D’Amato said creating more affordable care and affordable housing are two sides of the same coin when it comes to absolving the pet sheltering and adoption systems of overwhelming occupancy.
“This pet has a loving, caring home and it can’t stay because people can’t find affordable housing. Those pets should never, ever, ever be entering into the system,” D’Amato said. “Then there’s the people who can’t afford veterinary care and have to give up their pet because of something like that, and those two pieces, affordable care and affordable housing, we have to, as a community, as a nation, we have to figure this out.”

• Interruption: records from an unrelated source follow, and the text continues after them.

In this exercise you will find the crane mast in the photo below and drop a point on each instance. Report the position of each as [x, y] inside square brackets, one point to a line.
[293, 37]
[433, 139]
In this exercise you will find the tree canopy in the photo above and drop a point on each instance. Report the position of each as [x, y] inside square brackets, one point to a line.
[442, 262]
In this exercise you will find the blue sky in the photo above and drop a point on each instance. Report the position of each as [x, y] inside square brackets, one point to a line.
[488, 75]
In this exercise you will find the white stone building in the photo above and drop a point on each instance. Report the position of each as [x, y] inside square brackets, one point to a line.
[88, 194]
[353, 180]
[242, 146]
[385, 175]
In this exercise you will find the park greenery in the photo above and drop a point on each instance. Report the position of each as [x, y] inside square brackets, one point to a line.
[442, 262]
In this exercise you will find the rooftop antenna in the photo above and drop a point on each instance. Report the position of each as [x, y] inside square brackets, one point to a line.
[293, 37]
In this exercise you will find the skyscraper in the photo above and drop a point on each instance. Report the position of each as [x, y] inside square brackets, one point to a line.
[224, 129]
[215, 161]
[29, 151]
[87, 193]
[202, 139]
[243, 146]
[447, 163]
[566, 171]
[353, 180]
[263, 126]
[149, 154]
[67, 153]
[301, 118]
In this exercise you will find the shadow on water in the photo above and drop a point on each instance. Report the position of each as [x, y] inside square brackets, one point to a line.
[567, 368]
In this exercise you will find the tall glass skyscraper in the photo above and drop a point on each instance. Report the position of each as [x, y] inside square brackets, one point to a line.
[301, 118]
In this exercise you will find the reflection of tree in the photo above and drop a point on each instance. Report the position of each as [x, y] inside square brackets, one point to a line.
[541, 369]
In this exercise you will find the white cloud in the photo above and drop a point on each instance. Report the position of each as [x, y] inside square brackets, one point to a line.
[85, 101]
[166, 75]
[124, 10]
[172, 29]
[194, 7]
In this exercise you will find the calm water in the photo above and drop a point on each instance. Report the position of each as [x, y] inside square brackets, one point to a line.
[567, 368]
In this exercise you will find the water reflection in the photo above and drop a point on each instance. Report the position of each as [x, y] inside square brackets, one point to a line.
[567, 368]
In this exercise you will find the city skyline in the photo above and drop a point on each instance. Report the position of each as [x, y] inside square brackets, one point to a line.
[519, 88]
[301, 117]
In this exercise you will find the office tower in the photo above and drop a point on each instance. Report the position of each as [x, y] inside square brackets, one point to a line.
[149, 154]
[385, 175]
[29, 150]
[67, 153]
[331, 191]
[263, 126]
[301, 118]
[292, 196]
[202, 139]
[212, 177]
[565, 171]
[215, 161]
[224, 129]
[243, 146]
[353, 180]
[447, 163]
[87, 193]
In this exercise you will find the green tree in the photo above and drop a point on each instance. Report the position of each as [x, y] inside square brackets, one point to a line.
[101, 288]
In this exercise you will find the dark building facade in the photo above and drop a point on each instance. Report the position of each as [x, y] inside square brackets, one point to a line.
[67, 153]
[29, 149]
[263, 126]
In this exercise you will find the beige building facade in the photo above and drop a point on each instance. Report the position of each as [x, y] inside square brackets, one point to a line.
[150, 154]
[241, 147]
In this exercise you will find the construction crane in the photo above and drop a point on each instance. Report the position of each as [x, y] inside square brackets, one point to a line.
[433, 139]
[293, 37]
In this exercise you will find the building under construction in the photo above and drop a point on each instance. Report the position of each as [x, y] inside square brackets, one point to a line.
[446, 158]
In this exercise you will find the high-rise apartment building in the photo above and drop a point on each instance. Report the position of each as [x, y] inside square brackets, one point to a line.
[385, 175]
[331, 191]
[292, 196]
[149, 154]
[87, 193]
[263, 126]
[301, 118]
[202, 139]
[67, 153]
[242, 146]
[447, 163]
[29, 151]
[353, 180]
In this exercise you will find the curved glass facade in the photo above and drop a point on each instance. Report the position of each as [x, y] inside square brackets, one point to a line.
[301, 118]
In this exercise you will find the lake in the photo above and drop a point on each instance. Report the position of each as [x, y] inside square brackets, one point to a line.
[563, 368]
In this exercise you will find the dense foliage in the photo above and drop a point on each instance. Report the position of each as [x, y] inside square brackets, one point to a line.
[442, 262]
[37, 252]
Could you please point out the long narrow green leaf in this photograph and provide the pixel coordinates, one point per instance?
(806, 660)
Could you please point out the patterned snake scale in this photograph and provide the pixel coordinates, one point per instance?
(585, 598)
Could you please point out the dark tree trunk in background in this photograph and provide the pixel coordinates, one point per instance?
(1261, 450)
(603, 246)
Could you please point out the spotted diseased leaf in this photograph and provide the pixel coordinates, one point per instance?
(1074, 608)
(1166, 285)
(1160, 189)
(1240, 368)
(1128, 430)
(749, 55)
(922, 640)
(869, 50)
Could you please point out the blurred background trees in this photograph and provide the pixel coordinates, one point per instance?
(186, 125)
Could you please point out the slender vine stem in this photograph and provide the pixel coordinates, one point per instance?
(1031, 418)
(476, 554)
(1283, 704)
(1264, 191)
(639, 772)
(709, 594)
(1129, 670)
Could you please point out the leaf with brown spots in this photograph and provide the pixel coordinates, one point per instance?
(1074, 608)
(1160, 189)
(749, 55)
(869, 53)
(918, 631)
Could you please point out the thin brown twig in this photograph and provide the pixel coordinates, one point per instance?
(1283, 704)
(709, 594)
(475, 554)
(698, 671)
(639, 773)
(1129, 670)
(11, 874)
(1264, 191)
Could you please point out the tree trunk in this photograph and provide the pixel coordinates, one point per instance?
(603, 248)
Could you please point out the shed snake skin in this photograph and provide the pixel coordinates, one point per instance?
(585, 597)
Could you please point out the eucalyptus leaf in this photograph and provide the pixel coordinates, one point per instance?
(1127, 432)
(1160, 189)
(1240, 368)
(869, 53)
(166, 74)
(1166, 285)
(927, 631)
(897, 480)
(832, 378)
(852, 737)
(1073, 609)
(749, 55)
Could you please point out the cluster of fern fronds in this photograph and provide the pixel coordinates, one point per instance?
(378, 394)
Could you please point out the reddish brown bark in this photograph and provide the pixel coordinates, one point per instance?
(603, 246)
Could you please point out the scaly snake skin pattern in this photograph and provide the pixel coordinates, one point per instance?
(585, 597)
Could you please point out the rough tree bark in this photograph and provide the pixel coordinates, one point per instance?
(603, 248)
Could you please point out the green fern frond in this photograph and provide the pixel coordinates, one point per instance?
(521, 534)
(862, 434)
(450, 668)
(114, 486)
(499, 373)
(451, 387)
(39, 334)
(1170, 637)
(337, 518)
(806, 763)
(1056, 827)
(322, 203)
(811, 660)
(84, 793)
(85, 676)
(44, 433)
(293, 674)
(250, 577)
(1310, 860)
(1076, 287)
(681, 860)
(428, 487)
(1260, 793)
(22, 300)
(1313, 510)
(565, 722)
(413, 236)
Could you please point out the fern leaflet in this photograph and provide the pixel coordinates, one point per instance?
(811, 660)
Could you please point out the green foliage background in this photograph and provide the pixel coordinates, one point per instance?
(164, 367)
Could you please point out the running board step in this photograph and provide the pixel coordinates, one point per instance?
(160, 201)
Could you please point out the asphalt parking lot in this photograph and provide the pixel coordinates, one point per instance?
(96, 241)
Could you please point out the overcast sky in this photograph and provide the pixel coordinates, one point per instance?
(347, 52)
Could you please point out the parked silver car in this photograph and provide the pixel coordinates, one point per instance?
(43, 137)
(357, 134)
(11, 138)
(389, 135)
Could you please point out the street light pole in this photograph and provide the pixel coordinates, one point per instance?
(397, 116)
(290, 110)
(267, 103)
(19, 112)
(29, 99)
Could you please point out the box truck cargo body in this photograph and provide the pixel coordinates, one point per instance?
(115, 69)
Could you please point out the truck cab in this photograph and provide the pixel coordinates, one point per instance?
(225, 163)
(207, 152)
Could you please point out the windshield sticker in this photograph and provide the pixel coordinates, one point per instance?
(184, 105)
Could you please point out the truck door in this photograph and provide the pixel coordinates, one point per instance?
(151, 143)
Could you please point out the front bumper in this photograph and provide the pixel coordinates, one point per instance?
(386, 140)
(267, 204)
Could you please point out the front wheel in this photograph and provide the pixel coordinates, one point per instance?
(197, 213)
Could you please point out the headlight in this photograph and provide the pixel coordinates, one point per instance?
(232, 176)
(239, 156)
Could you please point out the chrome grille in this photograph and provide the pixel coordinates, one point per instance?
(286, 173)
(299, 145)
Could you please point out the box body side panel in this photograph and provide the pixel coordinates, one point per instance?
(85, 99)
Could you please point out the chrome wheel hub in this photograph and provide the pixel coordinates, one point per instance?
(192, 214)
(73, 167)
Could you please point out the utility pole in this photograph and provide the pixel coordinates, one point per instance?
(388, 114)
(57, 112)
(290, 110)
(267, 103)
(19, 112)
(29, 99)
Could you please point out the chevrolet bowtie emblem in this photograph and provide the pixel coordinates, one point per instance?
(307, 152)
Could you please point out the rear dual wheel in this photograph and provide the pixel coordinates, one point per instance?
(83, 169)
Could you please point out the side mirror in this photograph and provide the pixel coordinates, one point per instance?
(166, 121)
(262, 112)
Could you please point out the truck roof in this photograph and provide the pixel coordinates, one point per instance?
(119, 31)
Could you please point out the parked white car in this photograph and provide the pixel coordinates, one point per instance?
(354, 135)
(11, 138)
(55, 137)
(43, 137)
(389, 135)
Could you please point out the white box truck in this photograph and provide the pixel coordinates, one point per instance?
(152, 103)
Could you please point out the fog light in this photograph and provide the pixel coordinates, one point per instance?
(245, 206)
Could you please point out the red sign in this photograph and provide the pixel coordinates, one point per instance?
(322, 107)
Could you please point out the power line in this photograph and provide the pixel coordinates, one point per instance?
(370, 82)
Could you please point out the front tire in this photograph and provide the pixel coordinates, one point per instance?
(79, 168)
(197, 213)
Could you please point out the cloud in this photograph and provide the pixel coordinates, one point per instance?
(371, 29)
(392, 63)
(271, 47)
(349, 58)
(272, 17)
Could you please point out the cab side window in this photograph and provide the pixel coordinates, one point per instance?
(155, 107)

While at-capacity shelters remain entangled in other ongoing social dilemmas, Velazquez is confident the mayoral investment will positively impact MACC on both a short- and long-term basis.
“We’re hopeful that with the robust foster program, with all these different changes to make it easier and more efficient for people to come in and adopt animals, that we will continuously have capacity on an ongoing basis without these different types of ‘hurry up’ events,” Velazquez said.